Representative James McGovern, a Democrat whose district includes Worcester, who convened the roundtable, said he’ll return to Washington on Sunday for “the fight of our lives,” pushing back on NIH cuts and House Republicans’ push for up to $2.3 trillion in Medicaid cuts over the next decade.
“Every day in these last few weeks, we’ve had to fight back against the new president’s illegal executive orders like the ones cutting critical research projects,” McGovern said. “I’ve never met a person who is in favor of fraud, waste, and abuse, and to suggest that somehow investments in medical research are fraud, waste, and abuse is unbelievably out of touch with reality.”

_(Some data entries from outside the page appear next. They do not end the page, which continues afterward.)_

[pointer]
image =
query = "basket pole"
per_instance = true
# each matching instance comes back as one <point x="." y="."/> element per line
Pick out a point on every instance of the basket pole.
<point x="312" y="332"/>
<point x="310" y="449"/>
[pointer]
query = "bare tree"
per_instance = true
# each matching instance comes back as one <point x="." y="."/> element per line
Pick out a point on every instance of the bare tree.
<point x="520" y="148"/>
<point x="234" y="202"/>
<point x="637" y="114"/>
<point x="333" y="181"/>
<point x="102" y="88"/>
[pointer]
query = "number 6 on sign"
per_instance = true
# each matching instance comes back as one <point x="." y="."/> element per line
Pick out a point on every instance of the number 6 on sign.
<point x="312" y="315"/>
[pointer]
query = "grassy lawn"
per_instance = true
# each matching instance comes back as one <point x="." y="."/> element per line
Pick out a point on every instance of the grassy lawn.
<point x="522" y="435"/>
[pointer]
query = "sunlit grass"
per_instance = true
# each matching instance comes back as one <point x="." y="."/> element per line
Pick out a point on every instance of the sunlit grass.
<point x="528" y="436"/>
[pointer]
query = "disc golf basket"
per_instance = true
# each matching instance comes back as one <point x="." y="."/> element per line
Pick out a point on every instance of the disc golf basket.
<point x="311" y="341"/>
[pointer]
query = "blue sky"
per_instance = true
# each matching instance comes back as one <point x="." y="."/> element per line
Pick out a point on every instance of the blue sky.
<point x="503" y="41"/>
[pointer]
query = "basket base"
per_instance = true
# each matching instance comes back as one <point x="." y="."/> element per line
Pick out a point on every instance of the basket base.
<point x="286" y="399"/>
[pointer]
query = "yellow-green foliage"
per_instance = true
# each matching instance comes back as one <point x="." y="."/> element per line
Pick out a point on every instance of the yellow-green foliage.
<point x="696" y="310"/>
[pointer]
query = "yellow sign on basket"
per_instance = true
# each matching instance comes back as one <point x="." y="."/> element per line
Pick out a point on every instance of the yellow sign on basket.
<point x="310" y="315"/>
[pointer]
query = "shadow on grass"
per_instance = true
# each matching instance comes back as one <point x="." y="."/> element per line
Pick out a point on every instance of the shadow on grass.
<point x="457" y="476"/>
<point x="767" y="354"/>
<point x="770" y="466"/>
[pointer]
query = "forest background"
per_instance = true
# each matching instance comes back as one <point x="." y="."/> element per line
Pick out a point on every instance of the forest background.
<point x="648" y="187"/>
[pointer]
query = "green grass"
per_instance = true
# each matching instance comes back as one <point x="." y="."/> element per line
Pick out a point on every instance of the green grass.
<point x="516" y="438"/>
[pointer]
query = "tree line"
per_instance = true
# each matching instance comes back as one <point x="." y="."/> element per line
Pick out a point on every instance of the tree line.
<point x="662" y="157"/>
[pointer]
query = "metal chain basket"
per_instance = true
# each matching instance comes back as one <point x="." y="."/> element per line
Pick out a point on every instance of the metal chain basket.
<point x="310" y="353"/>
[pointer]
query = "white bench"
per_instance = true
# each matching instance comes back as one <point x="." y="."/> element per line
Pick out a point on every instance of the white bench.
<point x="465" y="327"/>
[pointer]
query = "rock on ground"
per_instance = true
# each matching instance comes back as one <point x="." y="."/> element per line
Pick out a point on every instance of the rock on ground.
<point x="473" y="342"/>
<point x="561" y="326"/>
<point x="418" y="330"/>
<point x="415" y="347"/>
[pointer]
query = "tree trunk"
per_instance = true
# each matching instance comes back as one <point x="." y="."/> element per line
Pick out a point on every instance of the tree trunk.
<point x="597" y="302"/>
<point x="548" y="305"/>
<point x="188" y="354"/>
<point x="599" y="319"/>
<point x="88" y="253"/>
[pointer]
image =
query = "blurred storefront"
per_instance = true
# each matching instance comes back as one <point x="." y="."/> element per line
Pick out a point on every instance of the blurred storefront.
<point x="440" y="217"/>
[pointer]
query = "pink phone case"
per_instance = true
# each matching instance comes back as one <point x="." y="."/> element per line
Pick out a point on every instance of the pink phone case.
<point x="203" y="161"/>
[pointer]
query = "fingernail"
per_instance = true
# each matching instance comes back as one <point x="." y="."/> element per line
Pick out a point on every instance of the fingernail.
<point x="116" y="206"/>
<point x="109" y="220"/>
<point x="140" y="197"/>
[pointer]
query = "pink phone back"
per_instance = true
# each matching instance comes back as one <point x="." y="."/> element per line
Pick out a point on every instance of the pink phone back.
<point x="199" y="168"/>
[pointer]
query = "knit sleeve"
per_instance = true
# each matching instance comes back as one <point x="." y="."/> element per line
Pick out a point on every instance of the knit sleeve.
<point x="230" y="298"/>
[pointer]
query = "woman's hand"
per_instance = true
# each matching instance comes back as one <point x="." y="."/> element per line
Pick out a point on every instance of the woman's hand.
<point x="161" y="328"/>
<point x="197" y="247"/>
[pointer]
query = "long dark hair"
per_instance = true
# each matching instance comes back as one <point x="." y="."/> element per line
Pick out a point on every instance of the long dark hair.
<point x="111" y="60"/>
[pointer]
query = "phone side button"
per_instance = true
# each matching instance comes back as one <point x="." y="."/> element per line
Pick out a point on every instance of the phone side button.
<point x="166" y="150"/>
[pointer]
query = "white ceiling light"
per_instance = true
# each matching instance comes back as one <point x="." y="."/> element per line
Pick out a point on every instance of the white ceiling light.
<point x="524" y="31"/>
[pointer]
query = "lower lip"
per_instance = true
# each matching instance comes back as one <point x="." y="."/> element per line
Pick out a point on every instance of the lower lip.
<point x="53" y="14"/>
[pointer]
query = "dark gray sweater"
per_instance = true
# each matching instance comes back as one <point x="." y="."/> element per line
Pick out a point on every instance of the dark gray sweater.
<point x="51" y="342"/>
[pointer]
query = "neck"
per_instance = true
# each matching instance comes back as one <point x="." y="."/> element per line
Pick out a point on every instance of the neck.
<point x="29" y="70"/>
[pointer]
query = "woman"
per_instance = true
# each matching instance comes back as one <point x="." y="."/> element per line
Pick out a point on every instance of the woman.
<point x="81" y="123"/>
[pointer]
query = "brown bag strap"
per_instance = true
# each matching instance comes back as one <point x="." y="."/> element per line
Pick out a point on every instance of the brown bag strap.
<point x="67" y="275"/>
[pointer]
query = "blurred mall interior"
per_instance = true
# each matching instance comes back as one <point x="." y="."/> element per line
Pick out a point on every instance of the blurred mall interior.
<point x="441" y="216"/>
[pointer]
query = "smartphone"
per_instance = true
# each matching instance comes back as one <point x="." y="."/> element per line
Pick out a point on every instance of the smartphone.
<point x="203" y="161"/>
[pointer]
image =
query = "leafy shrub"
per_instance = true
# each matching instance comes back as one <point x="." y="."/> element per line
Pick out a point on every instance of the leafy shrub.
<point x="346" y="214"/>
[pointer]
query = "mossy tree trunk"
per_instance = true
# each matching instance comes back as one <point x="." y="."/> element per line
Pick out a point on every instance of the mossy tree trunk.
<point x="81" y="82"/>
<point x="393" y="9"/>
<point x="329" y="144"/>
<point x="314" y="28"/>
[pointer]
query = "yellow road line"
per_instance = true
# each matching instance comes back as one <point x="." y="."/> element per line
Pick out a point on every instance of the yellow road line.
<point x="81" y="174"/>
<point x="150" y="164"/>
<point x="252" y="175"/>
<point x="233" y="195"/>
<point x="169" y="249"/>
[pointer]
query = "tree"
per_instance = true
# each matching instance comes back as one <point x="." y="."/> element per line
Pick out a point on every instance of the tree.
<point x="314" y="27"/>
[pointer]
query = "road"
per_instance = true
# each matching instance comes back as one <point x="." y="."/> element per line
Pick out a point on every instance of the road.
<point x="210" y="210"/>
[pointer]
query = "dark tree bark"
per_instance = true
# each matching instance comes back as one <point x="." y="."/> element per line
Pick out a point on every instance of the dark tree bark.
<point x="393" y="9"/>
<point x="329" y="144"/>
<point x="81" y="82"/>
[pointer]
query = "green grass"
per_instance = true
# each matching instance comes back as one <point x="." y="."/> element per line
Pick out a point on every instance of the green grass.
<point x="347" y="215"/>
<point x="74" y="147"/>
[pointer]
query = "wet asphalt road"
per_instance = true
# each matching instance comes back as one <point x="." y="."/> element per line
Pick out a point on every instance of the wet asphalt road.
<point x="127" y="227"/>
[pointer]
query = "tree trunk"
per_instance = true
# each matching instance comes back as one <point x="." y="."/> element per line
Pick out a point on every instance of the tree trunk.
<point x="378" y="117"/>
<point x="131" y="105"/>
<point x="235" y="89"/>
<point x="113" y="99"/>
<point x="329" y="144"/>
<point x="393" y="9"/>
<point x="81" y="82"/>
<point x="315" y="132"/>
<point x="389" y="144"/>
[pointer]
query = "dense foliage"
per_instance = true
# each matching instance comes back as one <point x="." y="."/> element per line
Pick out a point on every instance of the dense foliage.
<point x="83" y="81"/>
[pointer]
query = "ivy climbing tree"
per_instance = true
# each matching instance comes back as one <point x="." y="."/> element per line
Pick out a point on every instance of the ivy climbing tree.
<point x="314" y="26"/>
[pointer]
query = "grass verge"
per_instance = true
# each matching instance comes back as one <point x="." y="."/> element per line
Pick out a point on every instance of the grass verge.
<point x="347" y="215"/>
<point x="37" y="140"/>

Guangping Gao, founding chair of the Department of Genetic & Cellular Medicine at UMass Chan Medical School, who with NIH support, developed a gene therapy to treat Canavan disease which led to a clinical trial that benefited Noa Greenwood, 4, right. Stella Tannenbaum, Globe staff
Massachusetts takes in the most NIH dollars per capita of any state, with research institutions, universities, and hospitals in the state poised to lose more than half a billion dollars if the biomedical research funding cuts take effect.
Dr. Katherine Luzuriaga, vice provost for research at UMass Chan Medical School, has been a pediatric infectious disease specialist for over 30 years, and she said residents in the emergency rooms now would never see some of the medical problems that were commonplace when she was starting out.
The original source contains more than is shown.